Ein LED-Einbaudownlight kann eine Leuchte auf Lampenbasis oder eine integrierte LED-Leuchte sein. Ein lampenbasiertes Downlight verwendet eine Lichtquelle, deren optische Leistungsmerkmale in die Lichtquelle integriert sind. Die Lichtquelle kann eine Reflektorlampe (GU10, MR16, PAR, R, BR oder ER) oder eine Allgebrauchslampe sein. Lampenbasierte LED-Downlights sind in der Regel Retrofit-Leuchten oder Einstiegsprodukte. Trotz des Plug-and-Play-Komforts der Verwendung von eigenständigen Lichtquellen sind diese Leuchten weniger in Architektur- und Akzentanwendungen zu finden. Es gibt viele Überlegungen, das lampenbasierte Design für LED-Downlights auszuschalten. Der Einbau einer LED-Lampe in eine Leuchte ist nicht nur eine Praxis des Überdesigns, sondern beeinträchtigt auch die optische Effizienz und macht die präzise Strahlsteuerung für viele spezifische Anwendungen zu einer entmutigenden Aufgabe. Im Gegensatz zum Überdesign der Leuchte selbst sind die meisten derzeit auf dem Markt erhältlichen LED-Lampen unterdimensioniert, um die Kosten zu senken. Diese Produkte verwenden Bare-Bones-Treiberschaltungen, ineffiziente Kühlkörper und leistungsschwache LEDs. LED-Lampen werden von Brancheninsidern oft als beschissene Produkte abgestempelt, weil ihre Lichtqualität, Lumenerhaltung und Farbstabilität weit hinter dem zurückbleibt, was die Leute von LED-Beleuchtung erwartet haben.

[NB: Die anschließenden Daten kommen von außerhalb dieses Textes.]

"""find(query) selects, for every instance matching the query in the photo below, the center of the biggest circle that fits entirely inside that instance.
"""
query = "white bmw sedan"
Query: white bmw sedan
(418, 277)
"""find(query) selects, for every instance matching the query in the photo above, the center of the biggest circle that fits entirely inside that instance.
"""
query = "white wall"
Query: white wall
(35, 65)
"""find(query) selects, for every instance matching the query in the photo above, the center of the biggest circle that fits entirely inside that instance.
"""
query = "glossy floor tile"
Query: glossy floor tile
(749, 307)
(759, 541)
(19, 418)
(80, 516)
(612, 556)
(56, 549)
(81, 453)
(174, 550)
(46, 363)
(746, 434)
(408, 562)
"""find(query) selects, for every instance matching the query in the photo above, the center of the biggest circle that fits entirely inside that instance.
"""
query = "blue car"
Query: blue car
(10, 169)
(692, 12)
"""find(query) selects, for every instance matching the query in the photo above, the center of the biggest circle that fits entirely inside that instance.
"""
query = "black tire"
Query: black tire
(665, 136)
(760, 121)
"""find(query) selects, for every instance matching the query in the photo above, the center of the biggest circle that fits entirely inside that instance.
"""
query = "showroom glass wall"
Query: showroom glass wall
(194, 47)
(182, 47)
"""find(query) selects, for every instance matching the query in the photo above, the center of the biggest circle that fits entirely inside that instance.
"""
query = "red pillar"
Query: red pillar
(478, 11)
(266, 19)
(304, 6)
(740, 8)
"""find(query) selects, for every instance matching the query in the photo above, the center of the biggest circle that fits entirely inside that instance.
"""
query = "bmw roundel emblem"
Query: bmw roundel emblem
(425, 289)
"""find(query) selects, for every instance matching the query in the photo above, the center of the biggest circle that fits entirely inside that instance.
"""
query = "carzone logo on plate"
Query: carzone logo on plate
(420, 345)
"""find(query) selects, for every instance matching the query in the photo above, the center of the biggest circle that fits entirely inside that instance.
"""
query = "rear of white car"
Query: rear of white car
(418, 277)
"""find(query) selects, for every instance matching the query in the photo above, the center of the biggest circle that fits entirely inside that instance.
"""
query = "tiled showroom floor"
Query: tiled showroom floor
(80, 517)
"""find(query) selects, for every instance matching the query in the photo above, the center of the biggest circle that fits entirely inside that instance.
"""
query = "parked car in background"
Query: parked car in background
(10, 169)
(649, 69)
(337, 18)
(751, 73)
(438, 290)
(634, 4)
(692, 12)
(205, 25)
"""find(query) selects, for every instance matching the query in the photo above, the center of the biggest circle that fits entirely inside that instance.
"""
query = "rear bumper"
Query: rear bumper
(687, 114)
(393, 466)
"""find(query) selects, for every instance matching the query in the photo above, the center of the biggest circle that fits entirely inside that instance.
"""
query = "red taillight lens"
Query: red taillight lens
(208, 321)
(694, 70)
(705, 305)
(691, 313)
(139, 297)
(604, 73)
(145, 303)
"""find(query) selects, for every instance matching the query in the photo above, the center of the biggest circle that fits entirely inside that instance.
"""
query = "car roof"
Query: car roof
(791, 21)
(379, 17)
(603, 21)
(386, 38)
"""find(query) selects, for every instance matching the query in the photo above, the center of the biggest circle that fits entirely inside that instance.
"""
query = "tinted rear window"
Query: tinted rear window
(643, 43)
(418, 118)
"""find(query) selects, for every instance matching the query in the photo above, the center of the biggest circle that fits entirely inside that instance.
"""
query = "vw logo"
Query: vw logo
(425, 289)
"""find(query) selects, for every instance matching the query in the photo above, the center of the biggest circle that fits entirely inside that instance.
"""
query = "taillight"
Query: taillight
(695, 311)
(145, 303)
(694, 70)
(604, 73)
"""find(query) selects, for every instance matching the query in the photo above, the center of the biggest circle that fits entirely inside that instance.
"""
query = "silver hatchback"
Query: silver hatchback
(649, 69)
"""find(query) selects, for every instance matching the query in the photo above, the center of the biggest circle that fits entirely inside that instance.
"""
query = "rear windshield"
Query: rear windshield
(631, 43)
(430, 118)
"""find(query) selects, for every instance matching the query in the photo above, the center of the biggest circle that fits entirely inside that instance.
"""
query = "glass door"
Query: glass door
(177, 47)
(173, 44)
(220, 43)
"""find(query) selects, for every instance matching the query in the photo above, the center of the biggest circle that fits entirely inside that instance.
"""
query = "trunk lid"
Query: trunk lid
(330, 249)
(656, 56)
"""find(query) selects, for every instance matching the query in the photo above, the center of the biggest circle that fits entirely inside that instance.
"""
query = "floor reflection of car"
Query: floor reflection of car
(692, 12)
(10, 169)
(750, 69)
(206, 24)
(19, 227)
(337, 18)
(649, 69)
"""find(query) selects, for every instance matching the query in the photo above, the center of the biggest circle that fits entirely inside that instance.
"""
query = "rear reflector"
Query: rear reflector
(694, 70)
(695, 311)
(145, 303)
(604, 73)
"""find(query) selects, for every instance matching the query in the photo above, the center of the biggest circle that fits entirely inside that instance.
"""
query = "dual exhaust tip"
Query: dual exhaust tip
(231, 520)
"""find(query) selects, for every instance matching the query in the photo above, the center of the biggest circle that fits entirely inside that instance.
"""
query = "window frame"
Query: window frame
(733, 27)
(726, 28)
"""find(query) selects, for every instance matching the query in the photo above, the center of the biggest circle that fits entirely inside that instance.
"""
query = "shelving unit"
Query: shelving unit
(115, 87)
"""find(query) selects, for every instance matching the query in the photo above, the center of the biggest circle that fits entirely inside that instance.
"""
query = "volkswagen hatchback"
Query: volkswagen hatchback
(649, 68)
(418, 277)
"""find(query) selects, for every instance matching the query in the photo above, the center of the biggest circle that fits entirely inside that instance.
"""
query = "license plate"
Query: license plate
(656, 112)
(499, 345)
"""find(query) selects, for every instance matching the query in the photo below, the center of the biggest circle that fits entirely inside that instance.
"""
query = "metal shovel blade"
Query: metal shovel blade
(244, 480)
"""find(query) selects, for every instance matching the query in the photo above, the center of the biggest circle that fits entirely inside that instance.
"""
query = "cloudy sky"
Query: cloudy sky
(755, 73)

Heute spricht man bei LED-Downlights am besten ausschließlich von integrierten LED-Downlights. Diese Einbausysteme sind für den optimalen Betrieb eines LED-Moduls sowie für eine effiziente Regulierung und präzise Verteilung seines Lichtstroms konzipiert und konstruiert. In Verbindung mit kundenspezifischen Sekundäroptiken kann ein Array diskreter LEDs entworfen werden, um eine gleichmäßige Umgebungsbeleuchtung zu bieten, eine Einzelpunkt-LED kann einen Punktstrahl mit der größtmöglichen Schlagkraft für die Akzentbeleuchtung erzeugen. Das integrierte Design ermöglicht es den LEDs, das Leuchtengehäuse für die Wärmeableitung voll auszunutzen, wodurch die LED-Sperrschichttemperatur unter Kontrolle gehalten und das Leistungspotenzial von LEDs maximiert wird. In Systemen mit nebeneinander angeordneten Treibern schaffen miniaturisierte LEDs oder kompakte LED-Arrays Platz für ein elektrisches Fach, das Treiber- und Steuerschaltungen mit vollem Funktionsumfang aufnehmen kann und gleichzeitig thermische Spannungen vom LED-Modul isoliert. Da LEDs voneinander abhängige thermische, elektrische und optische Eigenschaften haben, ist ein ganzheitlicher Ansatz erforderlich, um das volle Potenzial der LED-Beleuchtung auszuschöpfen.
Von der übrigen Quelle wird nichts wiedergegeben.